The hero, 17-year-old Marcus Yallow, is a techno-fan who spends his time learning computer tech from the inside out and thwarting the oppressive surveillance systems at his San Francisco high school. Then, when the city is attacked by terrorists, Marcus and his friends are picked up by the Department of Homeland Security and brutally interrogated, simply because they were out on the street during the incident. After his release, Marcus is deathly afraid that the DHS will pick him up again. But he also vows to take down the DHS for creating a police state of fear that is doing little to stop actual terrorists. And so, he becomes what some would call a monkey-wrencher, and others would call, well, a terrorist, as he wages a guerilla war against a repressive government.
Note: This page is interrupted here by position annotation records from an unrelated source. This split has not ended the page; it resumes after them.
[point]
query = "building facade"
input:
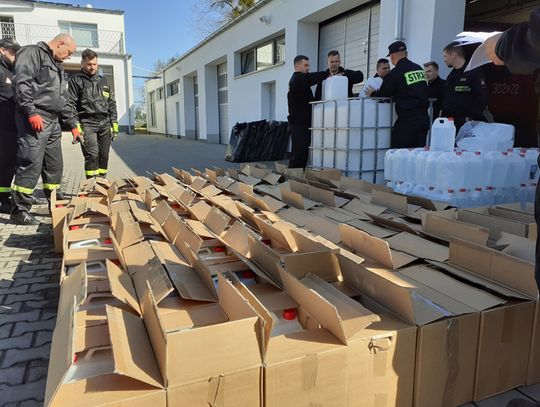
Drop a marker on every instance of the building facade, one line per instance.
(29, 22)
(241, 72)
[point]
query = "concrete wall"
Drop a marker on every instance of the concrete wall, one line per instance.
(299, 20)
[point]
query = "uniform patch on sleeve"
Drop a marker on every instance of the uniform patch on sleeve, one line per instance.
(413, 77)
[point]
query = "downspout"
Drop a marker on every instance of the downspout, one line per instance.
(400, 12)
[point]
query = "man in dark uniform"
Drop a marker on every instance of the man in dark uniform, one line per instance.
(406, 84)
(466, 94)
(298, 99)
(435, 86)
(39, 88)
(334, 67)
(8, 130)
(91, 108)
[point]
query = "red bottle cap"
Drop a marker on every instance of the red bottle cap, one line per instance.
(289, 314)
(248, 274)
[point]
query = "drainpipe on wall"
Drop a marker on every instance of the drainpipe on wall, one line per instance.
(400, 11)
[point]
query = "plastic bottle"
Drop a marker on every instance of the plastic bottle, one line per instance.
(285, 322)
(476, 198)
(443, 135)
(247, 277)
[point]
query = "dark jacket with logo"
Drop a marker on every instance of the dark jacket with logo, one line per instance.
(519, 47)
(7, 105)
(300, 95)
(352, 76)
(90, 100)
(465, 94)
(407, 85)
(436, 91)
(39, 83)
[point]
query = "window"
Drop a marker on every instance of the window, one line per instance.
(263, 55)
(173, 88)
(85, 35)
(159, 93)
(152, 98)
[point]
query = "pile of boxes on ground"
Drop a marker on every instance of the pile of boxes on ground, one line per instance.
(255, 287)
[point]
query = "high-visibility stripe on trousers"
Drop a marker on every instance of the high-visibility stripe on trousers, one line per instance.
(8, 162)
(37, 154)
(97, 142)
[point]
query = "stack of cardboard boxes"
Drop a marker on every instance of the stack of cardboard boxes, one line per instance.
(260, 288)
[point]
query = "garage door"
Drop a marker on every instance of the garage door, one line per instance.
(356, 37)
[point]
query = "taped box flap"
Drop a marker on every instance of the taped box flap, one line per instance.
(132, 352)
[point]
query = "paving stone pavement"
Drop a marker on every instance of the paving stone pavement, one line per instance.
(29, 267)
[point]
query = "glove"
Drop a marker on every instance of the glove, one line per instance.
(114, 131)
(36, 122)
(77, 135)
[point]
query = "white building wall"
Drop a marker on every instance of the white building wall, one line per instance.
(299, 20)
(41, 23)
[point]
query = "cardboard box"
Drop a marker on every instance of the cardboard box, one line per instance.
(123, 367)
(193, 363)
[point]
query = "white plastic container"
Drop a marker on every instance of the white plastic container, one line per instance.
(443, 135)
(286, 322)
(336, 87)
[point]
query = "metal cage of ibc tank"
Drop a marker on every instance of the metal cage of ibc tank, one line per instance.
(362, 172)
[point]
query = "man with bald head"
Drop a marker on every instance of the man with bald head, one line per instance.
(40, 89)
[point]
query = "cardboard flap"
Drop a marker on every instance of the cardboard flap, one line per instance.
(418, 247)
(323, 264)
(200, 210)
(467, 294)
(394, 202)
(502, 268)
(61, 355)
(122, 287)
(216, 221)
(132, 352)
(314, 303)
(518, 246)
(354, 316)
(445, 229)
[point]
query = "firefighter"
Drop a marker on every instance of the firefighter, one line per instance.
(8, 130)
(40, 96)
(407, 85)
(465, 94)
(92, 109)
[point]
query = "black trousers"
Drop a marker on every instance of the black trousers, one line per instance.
(97, 143)
(410, 130)
(37, 154)
(8, 162)
(301, 139)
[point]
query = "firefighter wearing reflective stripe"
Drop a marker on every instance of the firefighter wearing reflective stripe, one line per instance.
(8, 130)
(39, 88)
(92, 109)
(407, 85)
(466, 94)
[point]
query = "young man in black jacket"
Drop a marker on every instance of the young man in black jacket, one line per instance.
(334, 67)
(407, 85)
(298, 99)
(91, 109)
(39, 88)
(8, 130)
(466, 94)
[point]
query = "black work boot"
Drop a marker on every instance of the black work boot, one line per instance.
(24, 218)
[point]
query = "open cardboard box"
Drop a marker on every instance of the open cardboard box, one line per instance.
(113, 365)
(207, 353)
(381, 348)
(505, 331)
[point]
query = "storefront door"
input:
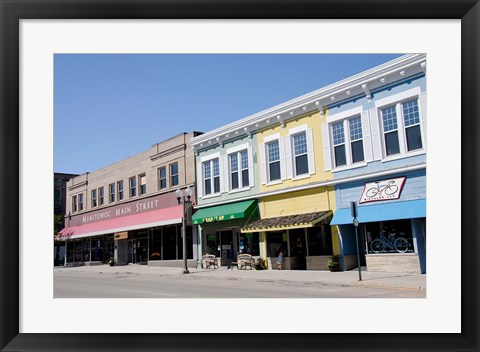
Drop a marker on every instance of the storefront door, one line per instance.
(132, 251)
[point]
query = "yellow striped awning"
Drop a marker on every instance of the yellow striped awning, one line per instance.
(288, 222)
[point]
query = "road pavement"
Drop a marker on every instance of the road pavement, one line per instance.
(142, 281)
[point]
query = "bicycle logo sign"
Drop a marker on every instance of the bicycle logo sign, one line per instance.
(382, 190)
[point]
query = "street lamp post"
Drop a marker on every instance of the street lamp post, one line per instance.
(184, 198)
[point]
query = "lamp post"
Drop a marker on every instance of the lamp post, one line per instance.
(184, 198)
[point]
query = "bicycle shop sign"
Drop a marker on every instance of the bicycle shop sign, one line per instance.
(382, 190)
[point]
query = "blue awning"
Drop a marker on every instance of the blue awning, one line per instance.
(383, 212)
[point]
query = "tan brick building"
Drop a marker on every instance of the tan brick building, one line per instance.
(129, 210)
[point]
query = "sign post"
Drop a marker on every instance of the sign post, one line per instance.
(354, 209)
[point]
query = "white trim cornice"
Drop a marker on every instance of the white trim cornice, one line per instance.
(407, 65)
(382, 173)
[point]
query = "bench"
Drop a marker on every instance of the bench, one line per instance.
(209, 261)
(245, 261)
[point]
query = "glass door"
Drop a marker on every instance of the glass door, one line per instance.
(131, 251)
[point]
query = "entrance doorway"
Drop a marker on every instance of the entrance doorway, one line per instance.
(137, 251)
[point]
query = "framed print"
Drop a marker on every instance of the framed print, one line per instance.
(447, 32)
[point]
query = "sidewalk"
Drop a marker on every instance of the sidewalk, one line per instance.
(344, 278)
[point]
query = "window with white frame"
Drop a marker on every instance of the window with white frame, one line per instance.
(211, 176)
(111, 191)
(143, 184)
(101, 196)
(133, 186)
(120, 190)
(348, 147)
(273, 160)
(162, 177)
(94, 198)
(80, 202)
(356, 139)
(239, 170)
(300, 153)
(401, 127)
(74, 204)
(173, 174)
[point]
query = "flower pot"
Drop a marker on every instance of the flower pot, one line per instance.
(334, 268)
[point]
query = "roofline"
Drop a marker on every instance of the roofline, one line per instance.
(370, 77)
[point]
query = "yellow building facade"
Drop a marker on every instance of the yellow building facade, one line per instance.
(295, 208)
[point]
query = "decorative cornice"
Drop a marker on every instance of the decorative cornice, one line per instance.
(373, 79)
(334, 182)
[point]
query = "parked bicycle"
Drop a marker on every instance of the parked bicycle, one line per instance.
(387, 188)
(399, 244)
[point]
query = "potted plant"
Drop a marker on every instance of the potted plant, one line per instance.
(334, 263)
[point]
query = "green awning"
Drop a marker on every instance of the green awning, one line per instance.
(225, 212)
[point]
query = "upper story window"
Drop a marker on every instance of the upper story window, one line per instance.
(101, 196)
(111, 192)
(211, 176)
(288, 157)
(239, 170)
(347, 147)
(300, 153)
(74, 204)
(273, 160)
(162, 177)
(394, 128)
(173, 174)
(133, 186)
(143, 184)
(80, 202)
(401, 127)
(120, 190)
(94, 198)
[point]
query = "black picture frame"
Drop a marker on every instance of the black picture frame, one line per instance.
(11, 11)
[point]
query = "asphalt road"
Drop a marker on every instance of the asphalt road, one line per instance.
(71, 284)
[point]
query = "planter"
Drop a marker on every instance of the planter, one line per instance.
(334, 268)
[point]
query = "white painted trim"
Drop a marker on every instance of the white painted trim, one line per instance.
(210, 157)
(237, 148)
(297, 129)
(323, 184)
(271, 138)
(397, 98)
(344, 114)
(127, 228)
(404, 155)
(351, 166)
(412, 62)
(239, 190)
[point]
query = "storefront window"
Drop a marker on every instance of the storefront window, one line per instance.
(389, 237)
(227, 244)
(319, 240)
(155, 244)
(97, 249)
(170, 242)
(275, 239)
(212, 244)
(249, 243)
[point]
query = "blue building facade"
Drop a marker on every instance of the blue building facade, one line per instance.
(375, 145)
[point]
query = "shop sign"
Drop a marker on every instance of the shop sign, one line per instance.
(382, 190)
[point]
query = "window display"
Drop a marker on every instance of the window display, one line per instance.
(389, 237)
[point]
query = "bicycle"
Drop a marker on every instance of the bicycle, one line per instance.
(388, 188)
(399, 244)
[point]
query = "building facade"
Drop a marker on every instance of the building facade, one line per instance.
(375, 145)
(129, 210)
(360, 140)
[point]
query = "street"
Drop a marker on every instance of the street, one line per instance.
(144, 282)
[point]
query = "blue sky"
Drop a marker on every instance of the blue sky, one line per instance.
(110, 107)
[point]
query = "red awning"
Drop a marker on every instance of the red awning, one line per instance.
(166, 216)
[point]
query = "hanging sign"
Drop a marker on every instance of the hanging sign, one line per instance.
(382, 190)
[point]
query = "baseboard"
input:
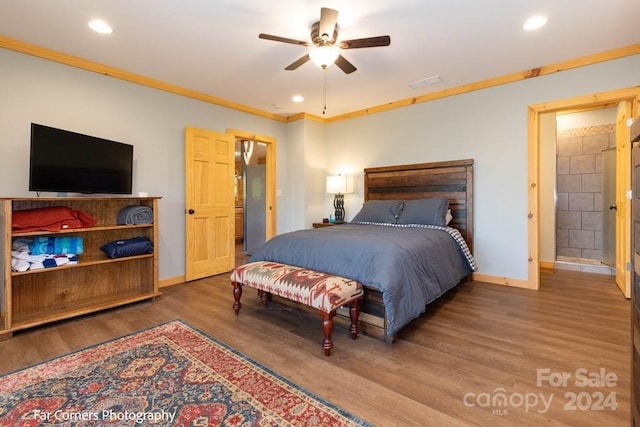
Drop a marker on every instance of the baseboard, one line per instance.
(504, 281)
(171, 281)
(547, 264)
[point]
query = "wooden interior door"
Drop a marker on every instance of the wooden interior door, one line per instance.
(635, 273)
(623, 207)
(209, 204)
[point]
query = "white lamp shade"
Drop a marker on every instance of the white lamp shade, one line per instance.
(339, 184)
(324, 56)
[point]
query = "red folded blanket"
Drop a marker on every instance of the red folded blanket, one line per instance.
(53, 218)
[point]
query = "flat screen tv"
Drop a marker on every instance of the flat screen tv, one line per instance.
(64, 161)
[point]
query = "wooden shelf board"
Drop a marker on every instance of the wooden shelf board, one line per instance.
(79, 230)
(82, 262)
(77, 308)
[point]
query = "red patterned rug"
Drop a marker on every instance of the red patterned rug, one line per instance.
(168, 375)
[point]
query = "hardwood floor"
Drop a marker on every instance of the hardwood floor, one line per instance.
(450, 367)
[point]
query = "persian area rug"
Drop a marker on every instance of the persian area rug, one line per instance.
(168, 375)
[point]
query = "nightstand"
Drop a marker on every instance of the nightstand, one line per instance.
(324, 224)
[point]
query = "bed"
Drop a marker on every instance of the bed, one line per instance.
(402, 246)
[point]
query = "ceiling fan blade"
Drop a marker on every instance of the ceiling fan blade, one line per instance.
(282, 39)
(366, 42)
(328, 21)
(297, 63)
(345, 65)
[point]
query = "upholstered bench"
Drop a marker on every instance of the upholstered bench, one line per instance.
(322, 291)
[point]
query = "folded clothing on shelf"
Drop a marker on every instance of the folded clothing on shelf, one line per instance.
(51, 218)
(135, 214)
(23, 261)
(128, 247)
(56, 245)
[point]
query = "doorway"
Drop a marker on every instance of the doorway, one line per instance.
(250, 195)
(253, 151)
(585, 177)
(626, 102)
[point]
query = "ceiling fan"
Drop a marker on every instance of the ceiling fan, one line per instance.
(324, 50)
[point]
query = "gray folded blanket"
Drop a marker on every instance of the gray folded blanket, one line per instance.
(135, 214)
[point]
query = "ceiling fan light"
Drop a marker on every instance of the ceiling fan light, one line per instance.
(324, 56)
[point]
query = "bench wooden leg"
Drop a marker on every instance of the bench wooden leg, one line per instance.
(237, 293)
(354, 315)
(265, 296)
(327, 328)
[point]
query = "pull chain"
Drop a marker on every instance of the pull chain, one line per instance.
(324, 91)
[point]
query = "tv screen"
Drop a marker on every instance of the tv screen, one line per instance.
(64, 161)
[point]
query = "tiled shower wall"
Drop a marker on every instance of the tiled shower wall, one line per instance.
(579, 190)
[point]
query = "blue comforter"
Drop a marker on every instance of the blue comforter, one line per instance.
(411, 266)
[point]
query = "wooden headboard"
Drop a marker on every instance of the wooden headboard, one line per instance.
(451, 179)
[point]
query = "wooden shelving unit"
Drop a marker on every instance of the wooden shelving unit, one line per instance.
(96, 282)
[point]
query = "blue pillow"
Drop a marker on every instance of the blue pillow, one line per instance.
(380, 211)
(128, 247)
(431, 211)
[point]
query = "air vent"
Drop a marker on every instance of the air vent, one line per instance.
(426, 82)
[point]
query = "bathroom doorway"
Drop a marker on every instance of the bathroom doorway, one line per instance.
(585, 190)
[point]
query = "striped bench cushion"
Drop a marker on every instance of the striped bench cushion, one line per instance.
(322, 291)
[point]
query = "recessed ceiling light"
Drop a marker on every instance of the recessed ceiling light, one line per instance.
(535, 22)
(100, 26)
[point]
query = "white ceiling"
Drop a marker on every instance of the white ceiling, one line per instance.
(212, 46)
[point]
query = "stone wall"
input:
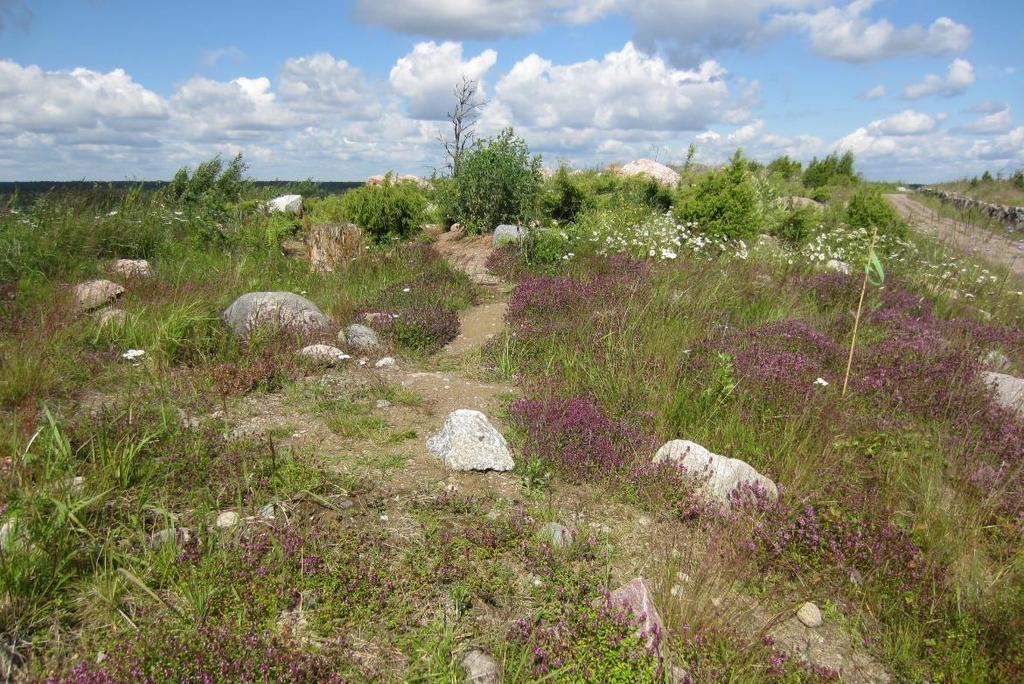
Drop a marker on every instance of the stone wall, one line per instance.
(1010, 216)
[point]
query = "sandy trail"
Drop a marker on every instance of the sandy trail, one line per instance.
(964, 237)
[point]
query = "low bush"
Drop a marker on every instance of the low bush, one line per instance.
(498, 182)
(722, 203)
(389, 211)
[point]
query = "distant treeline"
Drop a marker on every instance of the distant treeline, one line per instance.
(31, 188)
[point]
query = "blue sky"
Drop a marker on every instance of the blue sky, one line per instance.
(341, 90)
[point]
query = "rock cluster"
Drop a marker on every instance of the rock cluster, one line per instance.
(1012, 216)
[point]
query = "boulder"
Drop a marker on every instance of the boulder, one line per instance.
(111, 316)
(281, 308)
(480, 668)
(509, 233)
(324, 353)
(288, 204)
(557, 535)
(1009, 390)
(93, 294)
(724, 474)
(359, 337)
(131, 268)
(636, 599)
(658, 172)
(469, 441)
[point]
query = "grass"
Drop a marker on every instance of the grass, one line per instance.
(899, 510)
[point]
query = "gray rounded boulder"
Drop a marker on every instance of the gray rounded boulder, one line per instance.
(284, 309)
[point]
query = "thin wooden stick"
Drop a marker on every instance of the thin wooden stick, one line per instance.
(856, 319)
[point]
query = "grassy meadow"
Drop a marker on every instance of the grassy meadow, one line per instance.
(714, 310)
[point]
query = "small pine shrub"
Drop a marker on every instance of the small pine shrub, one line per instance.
(498, 182)
(387, 211)
(723, 203)
(868, 209)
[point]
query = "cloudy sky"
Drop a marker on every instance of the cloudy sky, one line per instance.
(109, 89)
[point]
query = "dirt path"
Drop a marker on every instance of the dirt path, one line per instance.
(964, 237)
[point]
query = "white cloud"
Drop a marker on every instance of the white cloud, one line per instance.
(996, 122)
(39, 100)
(320, 81)
(624, 90)
(427, 76)
(877, 92)
(960, 76)
(844, 33)
(907, 122)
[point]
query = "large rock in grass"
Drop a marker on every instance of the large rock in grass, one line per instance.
(289, 204)
(637, 601)
(284, 309)
(93, 294)
(1009, 390)
(726, 478)
(647, 167)
(131, 268)
(507, 232)
(469, 441)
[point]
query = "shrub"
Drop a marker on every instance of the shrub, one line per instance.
(868, 209)
(387, 211)
(829, 171)
(723, 203)
(498, 182)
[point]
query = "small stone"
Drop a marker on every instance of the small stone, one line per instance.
(112, 316)
(480, 668)
(469, 441)
(809, 614)
(557, 535)
(324, 353)
(93, 294)
(358, 336)
(132, 268)
(227, 519)
(636, 598)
Much like a Heinlein book, this novel wears its Electronic Frontier Federation philosophy on its sleeve -- a philosophy hammered home by the afterwords from a security expert and from a university-based hacker. The message is that to keep themselves free, young people need to question and try to break security systems, firewalls, and cyphers; and publish the results when they do so. The reasoning (made explicit several times) is that security systems that depend on secrets are weak. Only a security system whose weaknesses are probed and explored and remedied actually works. Doctorow draws his parallels to cryptography: cyphers that depend on keys being kept private are apparently far easier to break than ones where the underlying code is made public, so that thousands can come up with exceptions and exceptions to the exceptions.
Of course, the problem with this philosophy is that it works so long as people have good intentions. If they want to use hacking to get rich, or to mess up people's lives for fun, learning how to crack systems will only help them in their dark pursuits. Doctorow would likely respond that if good people know how to hack, they can stop the bad hackers. Perhaps, but the cynic in me draws parallels to mutual nuclear deterrence.
Any book that raises such questions, and is highly entertaining to boot, deserves to be read.